Definitive treatment for MPNSTs involves surgical
removal of the tumour. Adjuvant or
neoadjuvant therapy is increasingly considered but has not been shown to
consistently improve survival [11, 26]. Only five patients in this
study did not receive some form of surgical treatment.
It is well documented that these tumours can extend
considerable distances along nerves and if suspected, a frozen section should
be carried out at the proximal and distal limits of nerve resection to ensure
clear margins. Adequate surgical margins
were achieved in 31 out of 118 patients (26%) and only 6% of these patients
developed local recurrence of their tumour, in contrast to 30% of patients in
which clearance margins were deemed inadequate. When local recurrence did
occur, this was associated with a worse outcome but the trend did not reach
statistical significance. Other studies report that the failure to achieve
local control of the tumour bears a major association with treatment failure
and poor outcome [26, 27].
Any patient with an MPNST in association with NF1
should be carefully staged prior to treatment and should be managed by a
multidisciplinary team familiar with both soft tissue sarcomas and NF1. In
those patients who were treated with curative intent and had a marginal
resection, recurrence rates remained low 3/32. Therefore, we recommend that
postoperative surveillance should remain in accordance with current NICE sarcoma
guidelines [28] and NF1 conference statement [10].
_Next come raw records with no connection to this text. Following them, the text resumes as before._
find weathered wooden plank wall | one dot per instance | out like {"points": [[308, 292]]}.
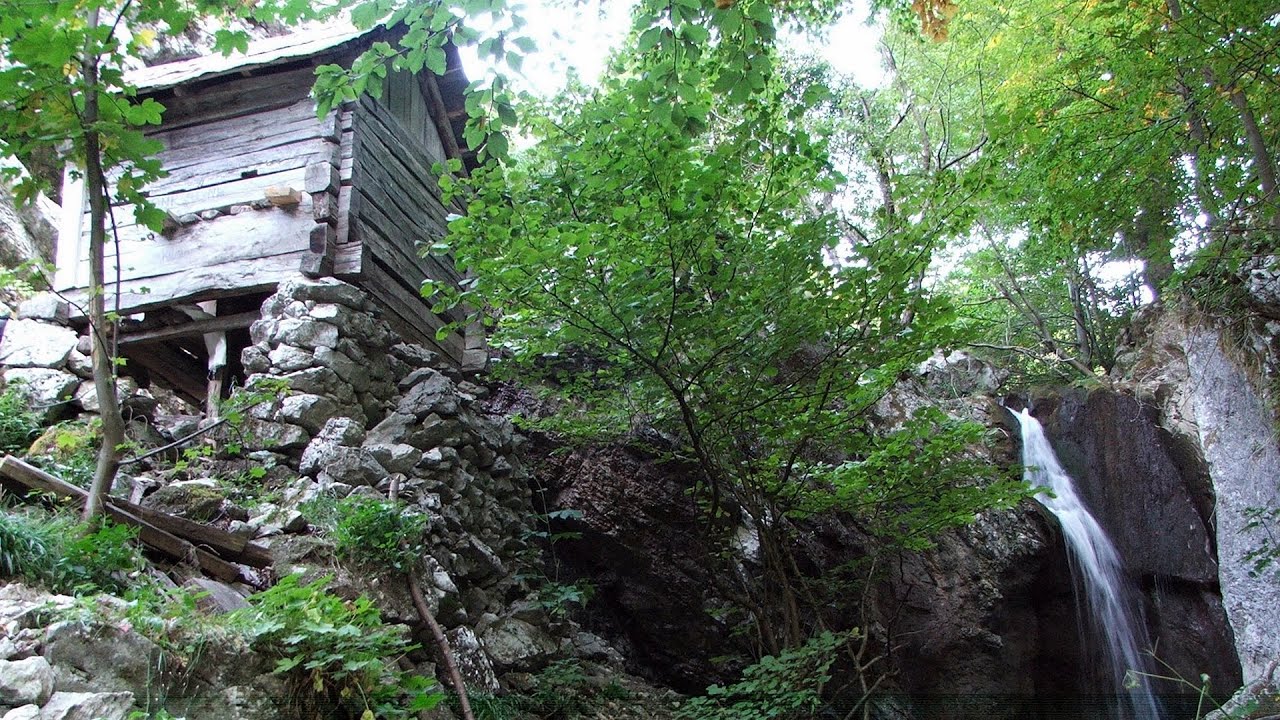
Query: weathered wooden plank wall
{"points": [[223, 149], [396, 209]]}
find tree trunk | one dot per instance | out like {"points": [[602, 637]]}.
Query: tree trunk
{"points": [[104, 364]]}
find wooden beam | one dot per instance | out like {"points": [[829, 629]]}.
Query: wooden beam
{"points": [[218, 324], [174, 369], [442, 117], [71, 241]]}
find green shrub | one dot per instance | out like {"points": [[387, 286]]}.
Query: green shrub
{"points": [[27, 548], [65, 555], [338, 650], [18, 423], [379, 532], [775, 688]]}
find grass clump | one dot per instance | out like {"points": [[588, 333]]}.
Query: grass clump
{"points": [[67, 556]]}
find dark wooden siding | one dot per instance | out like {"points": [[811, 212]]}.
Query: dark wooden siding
{"points": [[397, 209]]}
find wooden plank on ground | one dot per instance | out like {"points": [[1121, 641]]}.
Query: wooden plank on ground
{"points": [[200, 282], [160, 540]]}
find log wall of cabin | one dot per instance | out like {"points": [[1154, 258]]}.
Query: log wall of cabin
{"points": [[396, 208], [224, 144]]}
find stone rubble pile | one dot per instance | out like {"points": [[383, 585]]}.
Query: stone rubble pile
{"points": [[351, 409]]}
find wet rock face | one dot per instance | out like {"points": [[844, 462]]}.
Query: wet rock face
{"points": [[644, 550], [1128, 472], [1151, 493]]}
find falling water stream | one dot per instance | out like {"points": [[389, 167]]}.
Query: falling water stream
{"points": [[1095, 565]]}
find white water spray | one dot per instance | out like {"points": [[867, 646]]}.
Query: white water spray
{"points": [[1096, 565]]}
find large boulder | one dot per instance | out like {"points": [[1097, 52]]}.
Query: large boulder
{"points": [[87, 706]]}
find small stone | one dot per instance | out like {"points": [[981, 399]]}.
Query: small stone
{"points": [[23, 682], [24, 712], [45, 306], [305, 333], [397, 458], [311, 411], [80, 364], [414, 355], [516, 645], [261, 434], [472, 661], [49, 391], [325, 290], [288, 359]]}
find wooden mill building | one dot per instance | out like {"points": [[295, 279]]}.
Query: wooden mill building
{"points": [[260, 190]]}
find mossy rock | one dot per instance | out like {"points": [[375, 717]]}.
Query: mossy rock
{"points": [[193, 501]]}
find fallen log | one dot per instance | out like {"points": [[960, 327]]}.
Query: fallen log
{"points": [[172, 536]]}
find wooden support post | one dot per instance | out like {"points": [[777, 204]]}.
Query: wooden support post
{"points": [[324, 247]]}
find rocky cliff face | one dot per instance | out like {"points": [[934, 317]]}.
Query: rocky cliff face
{"points": [[1151, 493], [1207, 378]]}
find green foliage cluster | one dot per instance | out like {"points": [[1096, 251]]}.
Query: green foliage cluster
{"points": [[781, 687], [379, 532], [18, 423], [68, 450], [338, 652], [932, 474], [65, 556]]}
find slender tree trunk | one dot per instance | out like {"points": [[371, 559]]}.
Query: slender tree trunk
{"points": [[424, 613], [1262, 163], [104, 365], [1198, 131]]}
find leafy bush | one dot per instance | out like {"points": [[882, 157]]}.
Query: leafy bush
{"points": [[18, 423], [64, 555], [339, 650], [379, 532], [787, 686]]}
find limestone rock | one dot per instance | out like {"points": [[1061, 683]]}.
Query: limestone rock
{"points": [[263, 434], [22, 682], [86, 395], [288, 359], [310, 411], [87, 706], [32, 343], [192, 500], [432, 392], [104, 657], [45, 306], [397, 458], [325, 290], [49, 390], [960, 373], [516, 645]]}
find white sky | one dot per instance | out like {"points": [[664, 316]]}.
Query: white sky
{"points": [[579, 36]]}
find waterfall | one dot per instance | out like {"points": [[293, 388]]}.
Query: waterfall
{"points": [[1095, 565]]}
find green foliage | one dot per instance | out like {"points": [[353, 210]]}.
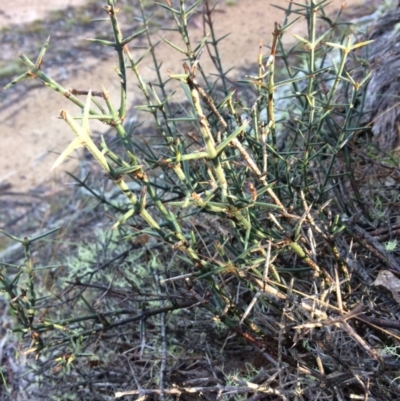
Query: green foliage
{"points": [[250, 199]]}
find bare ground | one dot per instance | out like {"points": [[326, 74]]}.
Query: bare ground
{"points": [[31, 134]]}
We conclude that as NF1 is an independent indicator
of poor prognosis in MPNSTs, we recommend that this must be taken into account during the
tumour staging. It may be necessary to have separate staging systems for
sporadic and NF1-associated tumours to reflect this. As the survival rate in the
NF group was dependant on tumour volume, routine screening of these patients
with FDG PET and or MRI may be warranted, thereby staging and controlling them
at the earliest possible opportunity.